1. Local Community College 
2. More freedom in comm. college -> obtain certs. faster?
3. Work Geek Squad earlier?
4. -lost-

My problem with this path is, lots of flak from my parents who don't understand computer industry and perhaps not as strong of financial security because of no solid major degree?

P.S. 

Also, how do I get A+ Certification? I looked at some sample questions and I can answer a good 80%+ of them! :blush: (which I don't think is too shabby for a 17-year old)

Thanks a LOT!
-Josh


----------



## greenbrucelee (Apr 24, 2007)

A degree is not a neccesity to work in IT and neither are certs but can help.

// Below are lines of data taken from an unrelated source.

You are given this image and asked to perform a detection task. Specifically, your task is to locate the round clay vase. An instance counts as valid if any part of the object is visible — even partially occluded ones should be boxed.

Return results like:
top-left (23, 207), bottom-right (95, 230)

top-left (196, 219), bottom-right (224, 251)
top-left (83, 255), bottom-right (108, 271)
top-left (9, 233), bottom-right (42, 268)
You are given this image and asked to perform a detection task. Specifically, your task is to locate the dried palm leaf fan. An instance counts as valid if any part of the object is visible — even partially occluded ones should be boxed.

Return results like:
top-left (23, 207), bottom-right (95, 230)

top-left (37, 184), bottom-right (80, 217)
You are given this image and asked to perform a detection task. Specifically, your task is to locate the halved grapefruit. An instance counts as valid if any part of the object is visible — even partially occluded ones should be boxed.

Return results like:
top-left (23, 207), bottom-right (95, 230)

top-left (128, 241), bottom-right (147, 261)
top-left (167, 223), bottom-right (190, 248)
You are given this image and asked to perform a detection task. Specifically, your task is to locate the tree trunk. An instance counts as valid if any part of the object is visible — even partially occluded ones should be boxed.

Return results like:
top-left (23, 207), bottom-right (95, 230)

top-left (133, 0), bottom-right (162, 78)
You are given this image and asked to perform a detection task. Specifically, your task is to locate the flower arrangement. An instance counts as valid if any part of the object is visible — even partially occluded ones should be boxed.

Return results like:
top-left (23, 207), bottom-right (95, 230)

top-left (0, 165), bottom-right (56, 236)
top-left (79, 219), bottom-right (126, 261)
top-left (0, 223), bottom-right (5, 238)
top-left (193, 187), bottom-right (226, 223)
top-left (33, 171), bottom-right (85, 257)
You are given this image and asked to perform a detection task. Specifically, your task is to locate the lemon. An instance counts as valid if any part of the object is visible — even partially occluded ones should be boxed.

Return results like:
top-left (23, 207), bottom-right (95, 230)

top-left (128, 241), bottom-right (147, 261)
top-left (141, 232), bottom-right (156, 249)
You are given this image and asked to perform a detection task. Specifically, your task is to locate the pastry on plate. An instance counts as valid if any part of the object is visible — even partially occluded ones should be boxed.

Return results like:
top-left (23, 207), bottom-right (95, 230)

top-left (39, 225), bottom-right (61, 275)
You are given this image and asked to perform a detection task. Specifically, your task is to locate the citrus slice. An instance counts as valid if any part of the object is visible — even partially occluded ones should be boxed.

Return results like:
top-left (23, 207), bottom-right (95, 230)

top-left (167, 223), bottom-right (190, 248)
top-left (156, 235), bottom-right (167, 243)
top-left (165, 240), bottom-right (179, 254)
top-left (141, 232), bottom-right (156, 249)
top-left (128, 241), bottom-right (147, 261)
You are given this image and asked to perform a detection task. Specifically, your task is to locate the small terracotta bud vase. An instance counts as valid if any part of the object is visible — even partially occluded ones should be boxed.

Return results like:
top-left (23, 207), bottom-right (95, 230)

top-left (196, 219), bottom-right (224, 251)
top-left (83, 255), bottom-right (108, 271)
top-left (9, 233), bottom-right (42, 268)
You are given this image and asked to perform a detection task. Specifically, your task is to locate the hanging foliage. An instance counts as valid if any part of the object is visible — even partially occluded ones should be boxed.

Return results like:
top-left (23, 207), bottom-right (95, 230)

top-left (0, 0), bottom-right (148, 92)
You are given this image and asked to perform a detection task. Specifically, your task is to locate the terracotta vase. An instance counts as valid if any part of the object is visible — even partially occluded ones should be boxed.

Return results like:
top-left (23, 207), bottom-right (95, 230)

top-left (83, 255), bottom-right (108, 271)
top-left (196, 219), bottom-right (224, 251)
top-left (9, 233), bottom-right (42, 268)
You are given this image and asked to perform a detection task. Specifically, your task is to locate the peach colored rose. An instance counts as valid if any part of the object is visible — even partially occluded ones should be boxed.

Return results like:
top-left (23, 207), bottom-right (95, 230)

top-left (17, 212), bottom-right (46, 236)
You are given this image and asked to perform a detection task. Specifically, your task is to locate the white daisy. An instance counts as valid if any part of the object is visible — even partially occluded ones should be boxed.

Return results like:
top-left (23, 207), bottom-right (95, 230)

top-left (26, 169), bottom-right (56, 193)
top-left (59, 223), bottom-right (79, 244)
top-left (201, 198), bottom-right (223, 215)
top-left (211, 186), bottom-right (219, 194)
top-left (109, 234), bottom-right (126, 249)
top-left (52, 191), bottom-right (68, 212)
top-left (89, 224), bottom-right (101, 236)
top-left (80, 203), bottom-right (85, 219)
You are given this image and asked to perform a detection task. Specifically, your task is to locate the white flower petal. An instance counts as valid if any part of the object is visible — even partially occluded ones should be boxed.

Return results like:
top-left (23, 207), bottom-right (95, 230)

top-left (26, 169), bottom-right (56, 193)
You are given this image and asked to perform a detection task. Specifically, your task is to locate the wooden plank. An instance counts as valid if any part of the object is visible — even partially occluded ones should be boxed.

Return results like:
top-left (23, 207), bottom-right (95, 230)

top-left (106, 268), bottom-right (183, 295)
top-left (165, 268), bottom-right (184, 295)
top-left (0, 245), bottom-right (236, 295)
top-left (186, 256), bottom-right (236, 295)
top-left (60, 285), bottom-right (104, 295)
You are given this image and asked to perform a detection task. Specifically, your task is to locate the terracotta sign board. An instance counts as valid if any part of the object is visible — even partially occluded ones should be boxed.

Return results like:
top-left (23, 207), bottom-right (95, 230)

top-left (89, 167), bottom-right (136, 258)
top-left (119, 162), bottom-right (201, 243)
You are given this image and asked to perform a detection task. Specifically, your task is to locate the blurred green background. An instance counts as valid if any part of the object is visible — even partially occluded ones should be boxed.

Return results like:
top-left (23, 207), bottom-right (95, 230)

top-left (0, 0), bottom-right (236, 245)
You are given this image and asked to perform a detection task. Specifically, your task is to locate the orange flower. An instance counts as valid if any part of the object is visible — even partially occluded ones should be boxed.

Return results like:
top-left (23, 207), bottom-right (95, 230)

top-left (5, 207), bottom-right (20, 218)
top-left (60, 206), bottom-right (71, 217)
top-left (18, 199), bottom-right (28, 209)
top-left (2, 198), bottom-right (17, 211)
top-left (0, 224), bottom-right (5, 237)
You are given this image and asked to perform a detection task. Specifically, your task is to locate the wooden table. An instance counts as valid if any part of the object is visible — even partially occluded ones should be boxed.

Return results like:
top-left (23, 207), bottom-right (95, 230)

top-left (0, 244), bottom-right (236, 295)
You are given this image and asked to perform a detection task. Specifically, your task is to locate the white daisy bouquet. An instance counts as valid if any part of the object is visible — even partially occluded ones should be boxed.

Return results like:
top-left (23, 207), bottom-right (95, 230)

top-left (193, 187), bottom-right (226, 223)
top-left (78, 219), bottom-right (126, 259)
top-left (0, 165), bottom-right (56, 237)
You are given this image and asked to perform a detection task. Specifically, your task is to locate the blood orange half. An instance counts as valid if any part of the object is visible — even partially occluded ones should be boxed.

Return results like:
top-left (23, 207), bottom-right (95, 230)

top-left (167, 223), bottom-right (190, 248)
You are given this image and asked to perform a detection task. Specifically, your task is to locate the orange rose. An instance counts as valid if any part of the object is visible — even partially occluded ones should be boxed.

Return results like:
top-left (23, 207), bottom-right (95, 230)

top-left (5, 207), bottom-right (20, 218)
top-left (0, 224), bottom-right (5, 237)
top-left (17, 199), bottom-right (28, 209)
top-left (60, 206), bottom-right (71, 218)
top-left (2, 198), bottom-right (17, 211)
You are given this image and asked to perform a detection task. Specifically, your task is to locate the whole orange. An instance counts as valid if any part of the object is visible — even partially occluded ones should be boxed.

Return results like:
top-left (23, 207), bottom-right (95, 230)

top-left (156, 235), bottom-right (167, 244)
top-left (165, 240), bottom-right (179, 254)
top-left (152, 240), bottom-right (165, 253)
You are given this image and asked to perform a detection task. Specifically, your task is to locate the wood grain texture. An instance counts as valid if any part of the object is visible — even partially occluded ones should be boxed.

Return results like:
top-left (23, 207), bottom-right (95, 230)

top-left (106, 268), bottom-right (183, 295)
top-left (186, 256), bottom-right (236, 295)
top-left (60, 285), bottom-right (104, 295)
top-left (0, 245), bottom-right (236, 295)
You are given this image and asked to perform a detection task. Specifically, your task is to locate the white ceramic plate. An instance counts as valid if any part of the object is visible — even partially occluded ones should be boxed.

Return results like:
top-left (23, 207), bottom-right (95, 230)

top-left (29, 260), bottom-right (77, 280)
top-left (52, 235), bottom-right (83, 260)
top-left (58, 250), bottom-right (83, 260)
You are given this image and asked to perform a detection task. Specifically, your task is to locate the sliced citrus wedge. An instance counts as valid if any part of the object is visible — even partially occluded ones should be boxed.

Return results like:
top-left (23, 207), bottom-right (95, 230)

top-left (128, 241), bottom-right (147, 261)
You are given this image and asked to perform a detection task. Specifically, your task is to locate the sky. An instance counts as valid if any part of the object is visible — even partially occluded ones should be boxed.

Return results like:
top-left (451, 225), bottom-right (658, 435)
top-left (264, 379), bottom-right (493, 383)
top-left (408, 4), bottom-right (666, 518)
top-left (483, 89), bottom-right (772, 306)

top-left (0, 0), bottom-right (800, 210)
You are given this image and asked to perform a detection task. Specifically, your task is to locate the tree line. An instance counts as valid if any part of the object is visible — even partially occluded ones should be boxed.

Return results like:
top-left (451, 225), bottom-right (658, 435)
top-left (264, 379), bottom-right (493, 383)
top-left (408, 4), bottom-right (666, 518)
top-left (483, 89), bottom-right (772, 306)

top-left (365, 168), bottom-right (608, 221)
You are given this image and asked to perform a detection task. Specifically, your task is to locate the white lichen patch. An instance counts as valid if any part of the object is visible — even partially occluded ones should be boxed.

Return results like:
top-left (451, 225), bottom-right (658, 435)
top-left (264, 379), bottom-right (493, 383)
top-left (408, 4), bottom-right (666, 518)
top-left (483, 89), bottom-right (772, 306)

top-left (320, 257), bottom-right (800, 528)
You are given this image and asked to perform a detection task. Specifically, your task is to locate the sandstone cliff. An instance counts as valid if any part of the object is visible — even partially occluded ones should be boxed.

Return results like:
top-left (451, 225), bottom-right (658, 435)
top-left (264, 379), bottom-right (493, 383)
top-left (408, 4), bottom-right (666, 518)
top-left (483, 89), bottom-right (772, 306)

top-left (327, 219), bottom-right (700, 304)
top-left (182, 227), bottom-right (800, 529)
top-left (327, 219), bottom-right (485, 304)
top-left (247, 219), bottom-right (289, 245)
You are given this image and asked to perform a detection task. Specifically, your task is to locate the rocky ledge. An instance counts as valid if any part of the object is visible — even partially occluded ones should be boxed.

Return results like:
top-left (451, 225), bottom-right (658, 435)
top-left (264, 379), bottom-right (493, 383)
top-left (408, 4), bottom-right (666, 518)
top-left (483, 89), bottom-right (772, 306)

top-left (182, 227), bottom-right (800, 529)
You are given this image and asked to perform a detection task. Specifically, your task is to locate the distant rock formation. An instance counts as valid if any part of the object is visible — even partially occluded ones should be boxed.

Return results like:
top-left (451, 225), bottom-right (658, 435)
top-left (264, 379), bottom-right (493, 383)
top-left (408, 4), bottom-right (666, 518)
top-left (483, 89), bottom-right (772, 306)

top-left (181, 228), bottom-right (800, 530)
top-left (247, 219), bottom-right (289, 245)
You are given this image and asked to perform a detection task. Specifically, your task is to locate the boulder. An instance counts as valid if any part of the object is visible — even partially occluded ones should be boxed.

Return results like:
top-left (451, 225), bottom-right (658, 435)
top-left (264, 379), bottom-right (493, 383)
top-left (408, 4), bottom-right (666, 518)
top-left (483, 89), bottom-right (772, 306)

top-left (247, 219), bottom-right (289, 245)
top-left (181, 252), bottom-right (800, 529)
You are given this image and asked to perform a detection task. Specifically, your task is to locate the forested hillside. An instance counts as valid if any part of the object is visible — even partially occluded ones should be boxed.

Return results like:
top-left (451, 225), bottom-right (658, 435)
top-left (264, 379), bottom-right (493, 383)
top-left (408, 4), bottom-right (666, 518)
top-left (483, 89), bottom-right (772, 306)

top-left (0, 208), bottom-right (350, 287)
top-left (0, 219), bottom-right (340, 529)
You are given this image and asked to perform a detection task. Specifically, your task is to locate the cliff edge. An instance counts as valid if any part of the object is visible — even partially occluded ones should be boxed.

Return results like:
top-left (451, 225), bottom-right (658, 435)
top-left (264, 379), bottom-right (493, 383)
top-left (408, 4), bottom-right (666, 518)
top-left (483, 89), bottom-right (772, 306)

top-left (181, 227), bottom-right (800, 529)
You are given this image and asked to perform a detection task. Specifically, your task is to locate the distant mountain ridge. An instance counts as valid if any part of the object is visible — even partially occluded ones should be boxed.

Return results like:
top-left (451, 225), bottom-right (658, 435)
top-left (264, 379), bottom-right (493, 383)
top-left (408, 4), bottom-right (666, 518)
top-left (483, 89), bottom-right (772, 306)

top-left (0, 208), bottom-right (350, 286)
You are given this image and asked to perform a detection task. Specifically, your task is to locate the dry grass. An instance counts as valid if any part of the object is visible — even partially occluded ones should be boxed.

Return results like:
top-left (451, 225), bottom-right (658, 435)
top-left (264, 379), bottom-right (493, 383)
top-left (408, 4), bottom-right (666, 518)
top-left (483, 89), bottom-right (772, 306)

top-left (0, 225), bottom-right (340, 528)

Experience is what counts and by experience that means in the real world not in a lab and not in your home but in the real world.

Certifications are designed to show your experience level in the real world, going for certs past your experience level can go against you when going for a job.


----------



## Josh V (Jun 23, 2012)

Thanks for the reply.

But what about degrees? Where does a degree kick in? I don't want to waste tens of thousands of dollars of my parents' money a year at some university for a degree that won't even help


----------



## greenbrucelee (Apr 24, 2007)

Like I said a degree is not a neccesity. Someone with a degree would still have to go for an entry level position like someone who does not have a degree. Although someone with a very good degree may start higher up the ladder but like I said unless you have real world experience a person with a degree and a person with no degree is the same.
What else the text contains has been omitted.